Assise en tailleur sous le tilleul au fond du verger, Stella l'attendait tranquillement, la jupe bien tirée sur ses genoux.

Cette fois-ci, elle ne ferma pas les yeux. Elle se servit avec les doigts, les suçant quand l'huile d'olive commença à couler. Ils mangèrent en silence, et Gaspard se dit que ce n'était pas si difficile que ça, en fin de compte, de la faire manger : il suffisait de l'embrasser longtemps, et d'attendre que cela lui donne faim. Certes, par ailleurs ça allait être plus compliqué, il le sentait bien, mais quoi ? Il verrait bien.

Quand Stella soupira, repue, il la prit dans ses bras, passa la porte avec son fardeau aussi lourd, aussi frémissant qu'une feuille de peuplier, et la porta dans son grand lit, blanc sous la lune.

Il la but toute la nuit, comme il l'aurait fait d'une rose après la pluie.

Simonetta GREGGIO, Etoiles, 2006.

J'oubliais : après clichés et préciosité, j'aurais pu aussi ajouter romantisme bon marché.

7 commentaires Pin it! Lien permanent

Commentaires

  • Je viens de me régaler... non pas en lisant l'extrait, qui en réalité, m'a plutôt laissé une sensation d'écoeurement, mais en te lisant toi! j'aime comme tu règles avec forces arguments, qui semblent bien mérités, le sort de non moins charmante (espérons pour elle!)Simonetta... Je vais plutôt profiter du peu de temps de libre dont je dispose pour lire sous le soleil de Toscane, comme tu me l'as vivement conseillé!

  • Et bien moi les deux, toi et l' extrait, m' ont plu: j' ai peut etre des goûts de chiotte :-) En tous les cas j' aime lire les critiques, ça me fait découvrir des choses, ce livre je n' en ai pas entendu parler, et quelque part je resterais pour toujours sur cet extrait :-)mais à part me donner envie de faire des pâtes, ça n' a rien éveillé en moi :-)

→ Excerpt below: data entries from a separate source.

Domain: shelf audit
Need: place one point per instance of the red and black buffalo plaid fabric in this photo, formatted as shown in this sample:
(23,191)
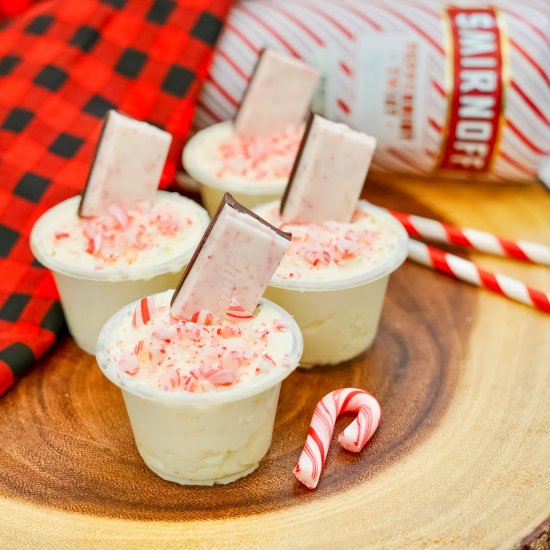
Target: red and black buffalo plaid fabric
(63,64)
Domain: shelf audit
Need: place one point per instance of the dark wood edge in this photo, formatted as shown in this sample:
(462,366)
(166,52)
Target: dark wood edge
(297,159)
(542,529)
(228,200)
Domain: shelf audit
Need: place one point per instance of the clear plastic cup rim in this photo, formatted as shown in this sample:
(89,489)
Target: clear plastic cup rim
(126,273)
(198,169)
(236,393)
(387,268)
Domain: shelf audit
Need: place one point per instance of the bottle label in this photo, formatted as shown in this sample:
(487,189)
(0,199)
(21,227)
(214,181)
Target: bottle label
(475,83)
(389,93)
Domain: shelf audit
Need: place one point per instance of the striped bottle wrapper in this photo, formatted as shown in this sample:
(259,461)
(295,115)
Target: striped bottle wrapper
(458,91)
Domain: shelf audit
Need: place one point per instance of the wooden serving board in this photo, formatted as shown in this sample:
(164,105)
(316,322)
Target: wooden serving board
(461,459)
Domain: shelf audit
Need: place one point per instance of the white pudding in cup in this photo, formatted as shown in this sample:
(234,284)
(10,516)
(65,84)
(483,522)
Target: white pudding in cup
(201,398)
(253,169)
(101,264)
(333,279)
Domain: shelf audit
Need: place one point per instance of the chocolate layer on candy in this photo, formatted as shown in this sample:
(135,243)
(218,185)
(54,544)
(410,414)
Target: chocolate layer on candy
(128,162)
(328,174)
(236,258)
(278,95)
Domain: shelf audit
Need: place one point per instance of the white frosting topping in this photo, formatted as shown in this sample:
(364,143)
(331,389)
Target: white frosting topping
(334,251)
(241,160)
(179,355)
(141,236)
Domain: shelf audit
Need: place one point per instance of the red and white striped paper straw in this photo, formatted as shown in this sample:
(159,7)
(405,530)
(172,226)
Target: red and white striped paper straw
(417,226)
(467,271)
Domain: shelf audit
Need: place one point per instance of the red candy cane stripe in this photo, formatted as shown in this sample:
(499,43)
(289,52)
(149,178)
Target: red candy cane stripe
(417,226)
(353,438)
(144,310)
(236,311)
(467,271)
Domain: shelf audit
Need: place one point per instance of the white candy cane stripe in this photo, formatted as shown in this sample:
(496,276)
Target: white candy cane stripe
(417,226)
(145,308)
(353,438)
(464,270)
(300,28)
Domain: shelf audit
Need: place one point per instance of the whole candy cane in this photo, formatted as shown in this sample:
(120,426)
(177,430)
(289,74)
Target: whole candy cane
(417,226)
(353,438)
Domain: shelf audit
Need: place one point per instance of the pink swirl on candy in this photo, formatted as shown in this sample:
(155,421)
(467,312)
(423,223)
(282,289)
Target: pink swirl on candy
(260,157)
(353,438)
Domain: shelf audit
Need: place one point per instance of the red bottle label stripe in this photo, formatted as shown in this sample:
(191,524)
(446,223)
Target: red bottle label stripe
(475,88)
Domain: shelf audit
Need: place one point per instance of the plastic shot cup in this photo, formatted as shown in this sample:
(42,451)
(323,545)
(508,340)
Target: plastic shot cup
(88,296)
(201,438)
(248,192)
(339,319)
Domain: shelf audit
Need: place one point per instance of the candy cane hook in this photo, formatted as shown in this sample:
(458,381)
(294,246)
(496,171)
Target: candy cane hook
(353,438)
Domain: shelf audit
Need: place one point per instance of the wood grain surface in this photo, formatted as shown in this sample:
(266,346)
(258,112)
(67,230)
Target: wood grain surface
(462,457)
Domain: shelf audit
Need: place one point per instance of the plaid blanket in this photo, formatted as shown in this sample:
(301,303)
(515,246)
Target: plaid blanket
(63,64)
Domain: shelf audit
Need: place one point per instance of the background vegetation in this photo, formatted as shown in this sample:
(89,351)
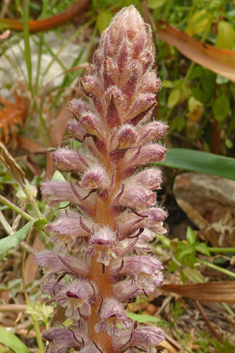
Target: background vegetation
(39,75)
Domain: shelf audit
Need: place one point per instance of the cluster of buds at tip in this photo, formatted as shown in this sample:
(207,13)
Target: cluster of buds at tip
(112,212)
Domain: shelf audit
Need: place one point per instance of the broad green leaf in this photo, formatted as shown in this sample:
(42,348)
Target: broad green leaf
(12,341)
(184,278)
(15,238)
(203,249)
(191,236)
(173,98)
(103,20)
(225,37)
(167,84)
(201,162)
(58,176)
(198,22)
(194,275)
(154,4)
(31,189)
(220,80)
(143,318)
(228,143)
(221,107)
(40,223)
(172,267)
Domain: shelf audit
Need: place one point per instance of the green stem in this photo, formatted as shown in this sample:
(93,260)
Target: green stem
(32,201)
(167,9)
(5,224)
(224,250)
(15,208)
(215,267)
(38,334)
(228,309)
(27,52)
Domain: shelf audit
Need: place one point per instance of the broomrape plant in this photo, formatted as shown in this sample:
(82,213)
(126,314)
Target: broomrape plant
(112,210)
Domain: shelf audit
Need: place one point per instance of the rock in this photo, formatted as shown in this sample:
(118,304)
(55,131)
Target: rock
(209,202)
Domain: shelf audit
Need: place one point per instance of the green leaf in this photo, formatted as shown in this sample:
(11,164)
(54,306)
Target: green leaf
(172,267)
(58,176)
(103,20)
(198,22)
(221,107)
(173,98)
(201,162)
(184,278)
(191,236)
(155,4)
(225,37)
(194,275)
(13,342)
(220,80)
(40,223)
(167,84)
(143,318)
(203,249)
(15,238)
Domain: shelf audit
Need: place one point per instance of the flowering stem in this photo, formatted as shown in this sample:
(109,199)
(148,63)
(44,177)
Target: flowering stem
(15,208)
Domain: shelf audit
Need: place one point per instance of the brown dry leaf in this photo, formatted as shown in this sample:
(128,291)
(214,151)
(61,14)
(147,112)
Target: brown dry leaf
(168,346)
(30,146)
(13,114)
(205,292)
(10,163)
(220,61)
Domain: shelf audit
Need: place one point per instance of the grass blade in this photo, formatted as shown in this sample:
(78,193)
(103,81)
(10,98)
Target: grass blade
(201,162)
(12,341)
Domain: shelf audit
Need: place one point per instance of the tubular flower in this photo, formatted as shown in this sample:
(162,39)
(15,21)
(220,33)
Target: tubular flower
(101,259)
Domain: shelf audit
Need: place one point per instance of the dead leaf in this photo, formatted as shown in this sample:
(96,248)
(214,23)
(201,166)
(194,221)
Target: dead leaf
(13,114)
(220,61)
(205,292)
(13,167)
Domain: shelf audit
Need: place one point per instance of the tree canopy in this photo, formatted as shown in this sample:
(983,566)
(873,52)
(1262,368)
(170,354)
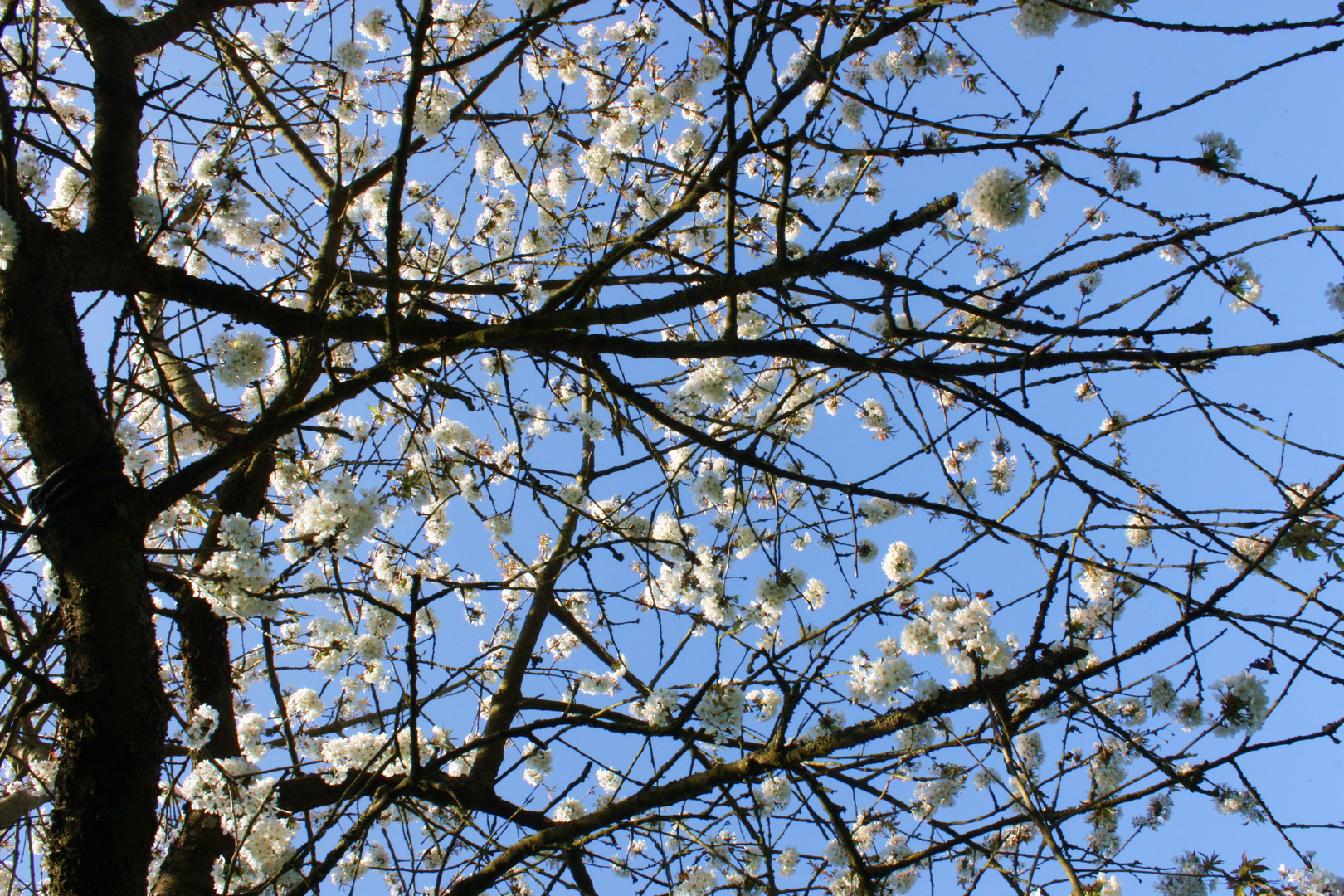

  • Mais non, tu n'as pas "des goûts de chiotte" ! c'est juste que j'ai bien choisi l'extrait... ;-)

  • C'est presque des tapas... Moi aussi, je fais le parallèle avec Camille et Franck et çà me turlupine un peu.En fait, je pense que je préfère le passage sur la macédoine bon marché du marquis et de la colère de Franck. Mais bon, des goûts et des couleurs ...Tarzile

  • Sais-tu quand Anna nous présentera son prochain roman? J'en ai un peu marre de relire Ensemble, c'est tout. J'achève la cinquième lecture!Tarzile

  • Merci Patricia, je viens d'économiser quelques dizaines d'euros, ce livre me tentait mais un doute me retenait quant à la qualité de l'ouvrage. Grâce à toi, je suis fixée et dépenserait mes sous autrement.